I think the overhead with these ML packages, like Tensorflow, can easily can get out of hand, and aren’t necessary beyond basic Numpy, or simple low level routines in C/Rust, for doing embedding analysis. May be required for massive massive things. Although GPU’s could still come in handy for this problem if you have one laying around.
So with this in mind, there are simple ways to get full dynamic range for each embedding chunk by storing an extra FP number per vector.
For each embedding vector, you find the largest magnitude, then you rescale these values to this largest magnitude, assuming two’s compliment, like so for this 16 bit example:
Vectorized Python conversion for 16 bit.
import numpy as np
def convert_array_np(arr):
arr = np.clip(arr, -1, 1) # Ensuring values are within [-1, 1]

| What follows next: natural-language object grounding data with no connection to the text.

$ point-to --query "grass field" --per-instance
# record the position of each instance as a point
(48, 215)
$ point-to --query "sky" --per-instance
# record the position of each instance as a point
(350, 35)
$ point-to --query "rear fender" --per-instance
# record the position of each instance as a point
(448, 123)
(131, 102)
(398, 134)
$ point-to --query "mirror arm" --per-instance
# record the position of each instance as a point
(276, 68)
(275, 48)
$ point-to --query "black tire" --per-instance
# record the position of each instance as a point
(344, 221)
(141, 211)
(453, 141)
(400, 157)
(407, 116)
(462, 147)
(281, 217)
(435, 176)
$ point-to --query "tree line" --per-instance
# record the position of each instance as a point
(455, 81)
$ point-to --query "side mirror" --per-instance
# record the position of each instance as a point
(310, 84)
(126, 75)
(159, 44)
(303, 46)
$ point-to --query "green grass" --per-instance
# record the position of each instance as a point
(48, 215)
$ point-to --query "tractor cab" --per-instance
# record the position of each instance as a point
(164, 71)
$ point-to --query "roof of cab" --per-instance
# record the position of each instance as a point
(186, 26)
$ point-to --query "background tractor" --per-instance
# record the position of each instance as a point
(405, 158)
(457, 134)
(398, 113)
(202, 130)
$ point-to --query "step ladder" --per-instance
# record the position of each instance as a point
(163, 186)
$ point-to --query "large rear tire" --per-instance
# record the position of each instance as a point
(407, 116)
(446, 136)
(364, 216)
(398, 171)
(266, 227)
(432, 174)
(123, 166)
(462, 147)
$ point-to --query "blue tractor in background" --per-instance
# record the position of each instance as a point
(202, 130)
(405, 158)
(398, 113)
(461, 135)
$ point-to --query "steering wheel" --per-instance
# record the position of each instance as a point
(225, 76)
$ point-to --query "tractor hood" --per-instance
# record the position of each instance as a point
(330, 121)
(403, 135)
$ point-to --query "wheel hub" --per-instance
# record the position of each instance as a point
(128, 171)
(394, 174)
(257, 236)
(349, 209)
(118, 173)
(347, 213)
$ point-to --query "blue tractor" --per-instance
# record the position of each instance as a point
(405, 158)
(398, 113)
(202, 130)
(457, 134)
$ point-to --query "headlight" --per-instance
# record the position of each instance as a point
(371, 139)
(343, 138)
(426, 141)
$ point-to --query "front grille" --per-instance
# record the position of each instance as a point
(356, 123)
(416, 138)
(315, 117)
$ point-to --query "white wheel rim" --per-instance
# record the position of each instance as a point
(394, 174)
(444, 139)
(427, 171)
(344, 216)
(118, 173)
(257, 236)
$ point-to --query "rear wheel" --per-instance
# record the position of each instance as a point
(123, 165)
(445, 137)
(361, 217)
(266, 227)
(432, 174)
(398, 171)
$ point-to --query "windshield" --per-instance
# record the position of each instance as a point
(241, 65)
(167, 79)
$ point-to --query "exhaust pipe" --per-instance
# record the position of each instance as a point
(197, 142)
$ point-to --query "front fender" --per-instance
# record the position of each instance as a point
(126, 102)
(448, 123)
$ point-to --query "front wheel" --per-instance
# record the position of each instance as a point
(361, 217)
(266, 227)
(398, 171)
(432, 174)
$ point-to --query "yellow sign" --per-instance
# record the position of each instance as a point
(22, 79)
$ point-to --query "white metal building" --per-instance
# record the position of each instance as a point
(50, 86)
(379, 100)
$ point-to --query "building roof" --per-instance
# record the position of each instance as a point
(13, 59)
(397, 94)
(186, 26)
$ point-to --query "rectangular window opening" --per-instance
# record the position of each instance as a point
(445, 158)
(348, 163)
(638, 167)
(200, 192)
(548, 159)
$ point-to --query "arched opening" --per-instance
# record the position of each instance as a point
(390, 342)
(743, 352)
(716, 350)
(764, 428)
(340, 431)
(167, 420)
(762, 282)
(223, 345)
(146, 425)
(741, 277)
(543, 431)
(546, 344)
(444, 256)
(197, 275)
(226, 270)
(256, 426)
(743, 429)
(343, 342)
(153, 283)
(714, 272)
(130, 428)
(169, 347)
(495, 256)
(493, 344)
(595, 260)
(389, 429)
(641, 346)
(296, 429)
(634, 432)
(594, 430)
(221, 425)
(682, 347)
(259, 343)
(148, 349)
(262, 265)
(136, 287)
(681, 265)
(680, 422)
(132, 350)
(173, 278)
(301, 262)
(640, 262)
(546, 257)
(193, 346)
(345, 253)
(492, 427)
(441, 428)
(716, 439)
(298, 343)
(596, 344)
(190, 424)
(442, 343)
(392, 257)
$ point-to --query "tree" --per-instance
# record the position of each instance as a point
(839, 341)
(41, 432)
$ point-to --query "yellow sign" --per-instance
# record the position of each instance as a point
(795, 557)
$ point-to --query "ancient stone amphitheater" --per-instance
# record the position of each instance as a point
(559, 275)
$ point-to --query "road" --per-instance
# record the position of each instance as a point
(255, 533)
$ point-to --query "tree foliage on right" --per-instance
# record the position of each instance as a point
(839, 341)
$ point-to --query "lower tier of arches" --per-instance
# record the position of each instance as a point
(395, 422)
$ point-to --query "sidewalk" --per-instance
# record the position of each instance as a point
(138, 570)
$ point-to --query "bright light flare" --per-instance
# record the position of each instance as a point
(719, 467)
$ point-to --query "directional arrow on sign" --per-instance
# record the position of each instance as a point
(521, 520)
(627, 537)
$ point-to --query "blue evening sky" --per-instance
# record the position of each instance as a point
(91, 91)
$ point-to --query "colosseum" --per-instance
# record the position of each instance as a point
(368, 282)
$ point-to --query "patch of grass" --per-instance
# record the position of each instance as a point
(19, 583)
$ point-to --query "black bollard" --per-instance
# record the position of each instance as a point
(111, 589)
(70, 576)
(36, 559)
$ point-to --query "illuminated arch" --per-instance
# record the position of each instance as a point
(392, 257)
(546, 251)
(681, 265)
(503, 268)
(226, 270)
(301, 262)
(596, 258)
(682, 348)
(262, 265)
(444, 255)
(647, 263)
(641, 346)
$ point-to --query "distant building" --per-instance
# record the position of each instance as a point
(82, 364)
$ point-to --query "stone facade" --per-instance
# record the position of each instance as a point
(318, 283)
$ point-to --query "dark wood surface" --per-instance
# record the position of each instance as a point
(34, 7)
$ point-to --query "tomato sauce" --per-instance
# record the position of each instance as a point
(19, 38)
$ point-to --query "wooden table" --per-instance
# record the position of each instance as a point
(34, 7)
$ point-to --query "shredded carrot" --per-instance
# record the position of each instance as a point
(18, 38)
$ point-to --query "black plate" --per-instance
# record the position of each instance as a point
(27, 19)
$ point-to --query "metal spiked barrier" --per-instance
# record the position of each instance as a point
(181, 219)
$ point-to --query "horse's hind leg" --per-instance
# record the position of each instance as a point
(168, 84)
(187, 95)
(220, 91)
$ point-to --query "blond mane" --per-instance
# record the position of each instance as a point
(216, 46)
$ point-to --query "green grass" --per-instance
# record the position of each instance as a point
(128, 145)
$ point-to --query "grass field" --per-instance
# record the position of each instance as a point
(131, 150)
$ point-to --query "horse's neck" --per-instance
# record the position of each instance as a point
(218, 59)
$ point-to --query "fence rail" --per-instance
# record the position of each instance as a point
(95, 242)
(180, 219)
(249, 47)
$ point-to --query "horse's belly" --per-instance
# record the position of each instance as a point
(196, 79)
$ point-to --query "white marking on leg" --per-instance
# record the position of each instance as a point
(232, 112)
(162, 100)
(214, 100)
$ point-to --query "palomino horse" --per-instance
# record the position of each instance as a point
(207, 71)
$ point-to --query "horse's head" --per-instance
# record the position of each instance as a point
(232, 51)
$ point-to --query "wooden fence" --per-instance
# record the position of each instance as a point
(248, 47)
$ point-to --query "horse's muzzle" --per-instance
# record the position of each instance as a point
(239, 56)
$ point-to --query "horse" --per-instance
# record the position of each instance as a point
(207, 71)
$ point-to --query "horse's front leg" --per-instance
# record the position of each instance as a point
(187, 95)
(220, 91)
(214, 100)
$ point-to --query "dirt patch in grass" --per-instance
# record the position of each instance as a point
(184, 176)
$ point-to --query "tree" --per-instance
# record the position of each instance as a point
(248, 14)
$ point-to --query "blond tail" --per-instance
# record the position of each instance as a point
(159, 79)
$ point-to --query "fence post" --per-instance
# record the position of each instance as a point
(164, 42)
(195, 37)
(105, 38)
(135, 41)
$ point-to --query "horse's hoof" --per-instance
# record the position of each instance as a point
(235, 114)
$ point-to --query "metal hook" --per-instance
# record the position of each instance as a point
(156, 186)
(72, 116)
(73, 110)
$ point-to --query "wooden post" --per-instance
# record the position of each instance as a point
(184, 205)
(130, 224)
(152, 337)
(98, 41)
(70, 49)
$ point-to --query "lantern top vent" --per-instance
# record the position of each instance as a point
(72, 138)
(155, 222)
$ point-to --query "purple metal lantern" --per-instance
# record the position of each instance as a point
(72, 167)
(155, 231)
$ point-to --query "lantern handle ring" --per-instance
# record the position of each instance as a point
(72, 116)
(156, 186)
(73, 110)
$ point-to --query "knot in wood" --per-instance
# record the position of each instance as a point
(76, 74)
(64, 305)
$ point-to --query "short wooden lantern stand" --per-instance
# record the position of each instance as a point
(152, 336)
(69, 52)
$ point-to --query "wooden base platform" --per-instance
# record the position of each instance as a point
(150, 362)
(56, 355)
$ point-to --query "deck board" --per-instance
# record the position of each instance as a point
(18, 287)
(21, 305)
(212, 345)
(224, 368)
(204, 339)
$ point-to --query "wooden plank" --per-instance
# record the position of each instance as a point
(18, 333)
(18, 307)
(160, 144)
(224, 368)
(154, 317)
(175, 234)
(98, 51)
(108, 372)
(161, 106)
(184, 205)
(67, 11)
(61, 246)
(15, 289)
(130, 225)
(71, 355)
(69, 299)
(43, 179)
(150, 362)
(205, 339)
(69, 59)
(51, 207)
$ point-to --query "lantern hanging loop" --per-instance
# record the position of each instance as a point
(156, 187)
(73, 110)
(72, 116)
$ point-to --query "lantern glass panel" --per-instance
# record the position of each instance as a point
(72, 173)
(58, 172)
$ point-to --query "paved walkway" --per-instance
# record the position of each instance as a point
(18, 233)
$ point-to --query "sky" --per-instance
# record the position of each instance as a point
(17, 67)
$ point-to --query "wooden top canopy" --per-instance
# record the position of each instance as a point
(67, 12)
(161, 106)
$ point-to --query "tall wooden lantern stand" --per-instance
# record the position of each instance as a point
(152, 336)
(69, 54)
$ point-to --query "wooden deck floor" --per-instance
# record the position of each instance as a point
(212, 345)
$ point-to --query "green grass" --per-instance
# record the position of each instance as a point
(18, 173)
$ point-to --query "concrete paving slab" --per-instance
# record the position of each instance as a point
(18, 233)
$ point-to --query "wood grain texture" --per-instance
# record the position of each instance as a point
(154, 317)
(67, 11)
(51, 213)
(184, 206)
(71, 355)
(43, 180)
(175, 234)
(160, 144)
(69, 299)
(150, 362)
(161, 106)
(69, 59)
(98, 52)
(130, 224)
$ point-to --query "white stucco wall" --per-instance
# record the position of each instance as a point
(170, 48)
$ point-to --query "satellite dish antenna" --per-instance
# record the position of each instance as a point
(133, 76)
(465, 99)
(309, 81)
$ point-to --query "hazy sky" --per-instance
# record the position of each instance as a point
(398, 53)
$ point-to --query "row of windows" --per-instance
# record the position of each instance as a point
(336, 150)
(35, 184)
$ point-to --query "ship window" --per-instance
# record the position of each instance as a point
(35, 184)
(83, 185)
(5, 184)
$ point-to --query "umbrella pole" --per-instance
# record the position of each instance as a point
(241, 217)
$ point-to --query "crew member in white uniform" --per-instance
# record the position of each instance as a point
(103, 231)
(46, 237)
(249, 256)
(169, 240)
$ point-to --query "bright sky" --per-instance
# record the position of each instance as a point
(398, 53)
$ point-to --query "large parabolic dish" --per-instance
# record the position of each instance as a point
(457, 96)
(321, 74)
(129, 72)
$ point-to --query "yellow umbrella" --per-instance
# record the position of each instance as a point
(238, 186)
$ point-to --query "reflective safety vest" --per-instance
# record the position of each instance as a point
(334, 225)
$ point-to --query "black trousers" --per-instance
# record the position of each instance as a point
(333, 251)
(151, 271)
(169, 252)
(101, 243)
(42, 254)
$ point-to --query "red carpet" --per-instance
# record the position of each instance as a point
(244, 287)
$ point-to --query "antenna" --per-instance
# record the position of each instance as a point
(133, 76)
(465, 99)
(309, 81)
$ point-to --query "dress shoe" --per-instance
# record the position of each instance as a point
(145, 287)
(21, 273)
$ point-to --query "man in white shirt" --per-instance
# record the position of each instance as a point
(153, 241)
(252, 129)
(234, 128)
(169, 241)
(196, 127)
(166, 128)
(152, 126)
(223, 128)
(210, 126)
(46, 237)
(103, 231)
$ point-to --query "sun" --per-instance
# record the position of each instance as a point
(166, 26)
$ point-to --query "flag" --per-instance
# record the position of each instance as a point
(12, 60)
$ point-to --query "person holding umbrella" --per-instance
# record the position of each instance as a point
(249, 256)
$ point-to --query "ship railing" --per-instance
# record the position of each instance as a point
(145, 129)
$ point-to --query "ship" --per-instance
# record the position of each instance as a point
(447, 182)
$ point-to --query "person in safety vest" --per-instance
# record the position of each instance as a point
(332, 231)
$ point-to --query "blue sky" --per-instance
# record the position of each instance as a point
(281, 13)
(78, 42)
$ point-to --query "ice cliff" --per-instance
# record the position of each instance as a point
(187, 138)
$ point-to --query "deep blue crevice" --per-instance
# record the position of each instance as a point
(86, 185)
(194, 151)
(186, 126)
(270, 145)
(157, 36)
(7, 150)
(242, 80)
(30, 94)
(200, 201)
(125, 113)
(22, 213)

scaled_arr = np.round(arr * 32768).astype(int)
scaled_arr = np.clip(scaled_arr, -32768, 32767) # Clipping to 16-bit signed int range
return scaled_arr
# Example usage
arr = np.array([0.5, -0.5, 1, -1, 0.1])
converted_arr = convert_array_np(arr)
print(converted_arr)
In the code above, you pre-process the array arr
by dividing the entire array by the max magnitude (Positive or negative, but store only magnitude. Note: This is not done in the code above, you would do it outside and before this function). And you record this magnitude for later. Also you’d have to recast this array to 16 bit signed integers, not shown.
You now have max dynamic range on this embedding vector for your chosen bit depth.
You do your integer math for the dot-product, then you scale the result by both the input max magnitude and the target knowledge vector max magnitude. So essentially 2 extra FP multiplies. So if the first one hit -0.734, and the second one hit 0.539, you correlate and multiply the correlation by 0.734*0.539. And of course you divide by 2^{15} if you want to get back to \pm 1 cosine similarities.
As for \mu-Law, my understanding is that is more to do with speech and human hearing. But I have more of a DSP, non-audio background, so I’m not sure.
Instead, the embeddings lend themselves more to the non-audio, pure DSP signal processing domain, IMO, since they aren’t audio per se.